Ayalasomayajula S, Pan W, Han Y, Yang F, Langenickel T, Pal P, Zhou W, Yuan Y, Rajman I, Sunkara G. Assessment of Drug-Drug Interaction Potential Between Atorvastatin and LCZ696, A Novel Angiotensin Receptor Neprilysin Inhibitor, in Healthy Chinese Male Subjects. Eur J Drug Metab Pharmacokinet. 2016;.
BACKGROUND AND OBJECTIVE
LCZ696 (sacubitril/valsartan), a novel angiotensin receptor neprilysin inhibitor has been recently approved for the treatment of patients with heart failure (HF) and reduced ejection fraction. As several HF patients are likely to use statins as co-medications, the potential for a pharmacokinetic drug-drug interaction between atorvastatin and LCZ696 was evaluated.

METHODS
This was an open-label, three-period, single-sequence study in 28 healthy Chinese male subjects wherein LCZ696 200 mg was administered twice daily for 5 days in period 1. Following a washout period, atorvastatin 80 mg was administered once daily for 4 days (period 2) and subsequently co-administered with LCZ696 200 mg for 5 days (period 3). Serial plasma samples were collected to determine pharmacokinetic parameters of LCZ696 analytes (sacubitril, LBQ657, and valsartan) and atorvastatin and its metabolites.

RESULTS
Atorvastatin co-administration had no effect on the pharmacokinetics of LBQ657, while the AUCt,ss and C max,ss of sacubitril increased by 30 and 19 %, respectively, and the corresponding values for valsartan decreased by 19 and 9 %, respectively.
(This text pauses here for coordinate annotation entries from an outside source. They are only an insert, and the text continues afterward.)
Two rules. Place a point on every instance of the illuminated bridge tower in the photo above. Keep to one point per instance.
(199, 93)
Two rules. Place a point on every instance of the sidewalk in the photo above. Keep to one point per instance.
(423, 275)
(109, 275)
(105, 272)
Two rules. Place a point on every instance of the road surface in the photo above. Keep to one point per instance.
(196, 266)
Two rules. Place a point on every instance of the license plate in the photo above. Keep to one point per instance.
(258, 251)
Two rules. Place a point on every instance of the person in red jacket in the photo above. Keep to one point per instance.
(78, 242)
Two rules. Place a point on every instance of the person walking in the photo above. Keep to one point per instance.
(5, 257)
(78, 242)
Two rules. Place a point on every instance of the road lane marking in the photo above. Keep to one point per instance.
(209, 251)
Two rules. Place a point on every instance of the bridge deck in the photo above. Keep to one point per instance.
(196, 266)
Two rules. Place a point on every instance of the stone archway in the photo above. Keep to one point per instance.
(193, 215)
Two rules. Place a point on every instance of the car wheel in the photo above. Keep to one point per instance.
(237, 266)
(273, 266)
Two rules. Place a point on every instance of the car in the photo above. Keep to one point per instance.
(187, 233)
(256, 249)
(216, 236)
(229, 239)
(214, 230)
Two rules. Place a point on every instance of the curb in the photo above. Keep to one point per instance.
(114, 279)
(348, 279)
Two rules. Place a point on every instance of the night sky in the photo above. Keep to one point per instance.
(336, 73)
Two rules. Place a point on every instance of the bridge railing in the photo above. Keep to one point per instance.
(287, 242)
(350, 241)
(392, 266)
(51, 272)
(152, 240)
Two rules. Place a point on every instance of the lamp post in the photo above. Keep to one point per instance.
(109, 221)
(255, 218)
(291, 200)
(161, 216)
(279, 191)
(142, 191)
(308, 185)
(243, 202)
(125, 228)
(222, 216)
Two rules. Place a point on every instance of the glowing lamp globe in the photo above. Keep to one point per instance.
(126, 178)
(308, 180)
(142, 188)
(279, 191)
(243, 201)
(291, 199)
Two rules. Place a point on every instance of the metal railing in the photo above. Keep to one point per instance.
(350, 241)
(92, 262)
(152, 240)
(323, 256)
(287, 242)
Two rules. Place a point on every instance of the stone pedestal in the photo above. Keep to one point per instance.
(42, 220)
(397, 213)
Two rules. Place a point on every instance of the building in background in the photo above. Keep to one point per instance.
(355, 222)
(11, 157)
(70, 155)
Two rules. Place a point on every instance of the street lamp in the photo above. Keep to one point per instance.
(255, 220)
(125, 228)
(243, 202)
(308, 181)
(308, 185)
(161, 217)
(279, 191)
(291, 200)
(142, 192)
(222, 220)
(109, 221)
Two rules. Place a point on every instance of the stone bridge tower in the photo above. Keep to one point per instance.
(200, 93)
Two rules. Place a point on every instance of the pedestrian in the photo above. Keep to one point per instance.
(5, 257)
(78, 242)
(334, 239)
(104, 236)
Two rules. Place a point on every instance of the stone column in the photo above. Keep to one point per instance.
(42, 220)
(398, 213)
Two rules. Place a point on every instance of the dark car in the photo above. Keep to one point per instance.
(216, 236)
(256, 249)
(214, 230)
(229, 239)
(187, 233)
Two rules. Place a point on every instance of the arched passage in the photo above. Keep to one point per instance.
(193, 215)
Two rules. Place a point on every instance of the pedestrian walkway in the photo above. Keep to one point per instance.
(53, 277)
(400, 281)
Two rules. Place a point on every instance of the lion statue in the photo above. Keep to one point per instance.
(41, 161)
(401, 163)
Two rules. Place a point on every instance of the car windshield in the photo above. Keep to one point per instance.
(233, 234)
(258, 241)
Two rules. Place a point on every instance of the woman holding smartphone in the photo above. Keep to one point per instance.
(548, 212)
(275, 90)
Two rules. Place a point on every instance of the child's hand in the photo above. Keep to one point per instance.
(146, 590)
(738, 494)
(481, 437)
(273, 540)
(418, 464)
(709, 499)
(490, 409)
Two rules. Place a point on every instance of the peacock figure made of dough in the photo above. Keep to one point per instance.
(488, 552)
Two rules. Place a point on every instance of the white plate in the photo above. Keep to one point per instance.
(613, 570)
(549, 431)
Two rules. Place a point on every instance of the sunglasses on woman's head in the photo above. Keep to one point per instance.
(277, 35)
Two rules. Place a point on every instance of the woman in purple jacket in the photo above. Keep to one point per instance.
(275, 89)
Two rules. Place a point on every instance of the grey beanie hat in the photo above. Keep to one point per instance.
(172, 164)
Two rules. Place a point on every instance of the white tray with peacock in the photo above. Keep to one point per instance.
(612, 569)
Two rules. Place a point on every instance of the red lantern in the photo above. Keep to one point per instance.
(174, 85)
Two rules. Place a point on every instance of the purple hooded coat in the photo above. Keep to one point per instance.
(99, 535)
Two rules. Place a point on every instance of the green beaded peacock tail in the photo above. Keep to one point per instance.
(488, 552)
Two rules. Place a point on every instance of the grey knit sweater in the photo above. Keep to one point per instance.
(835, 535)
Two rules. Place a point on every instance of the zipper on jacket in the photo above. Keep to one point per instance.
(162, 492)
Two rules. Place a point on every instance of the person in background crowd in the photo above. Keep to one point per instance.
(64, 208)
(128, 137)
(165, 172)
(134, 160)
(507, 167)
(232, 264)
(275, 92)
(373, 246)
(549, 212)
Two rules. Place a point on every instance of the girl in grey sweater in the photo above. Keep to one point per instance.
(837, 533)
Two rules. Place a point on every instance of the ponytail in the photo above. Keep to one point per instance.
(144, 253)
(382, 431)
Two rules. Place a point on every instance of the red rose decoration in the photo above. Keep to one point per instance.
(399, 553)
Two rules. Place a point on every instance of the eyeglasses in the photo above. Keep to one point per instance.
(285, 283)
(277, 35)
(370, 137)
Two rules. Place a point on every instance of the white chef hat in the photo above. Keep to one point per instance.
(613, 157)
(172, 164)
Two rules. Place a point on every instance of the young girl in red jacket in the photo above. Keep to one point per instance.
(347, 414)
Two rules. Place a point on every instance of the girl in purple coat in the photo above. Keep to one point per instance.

Co-administration with LCZ696 increased C max,ss of atorvastatin, o-hydroxyatorvastatin, and p-hydroxyatorvastatin by 74, 68, and 108 %, respectively, and the AUCt,ss of corresponding analytes increased by 34, 22, and 26 %, respectively.

CONCLUSIONS
While atorvastatin had no significant impact on the pharmacokinetics of LCZ696 analytes upon co-administration, the C max of atorvastatin and its metabolites increased twofold, with a marginal increase in AUC (<1.3-fold). Multiple-dose administration of LCZ696 200 mg twice daily and atorvastatin 80 mg once daily either alone or in combination was generally safe and well tolerated in healthy subjects.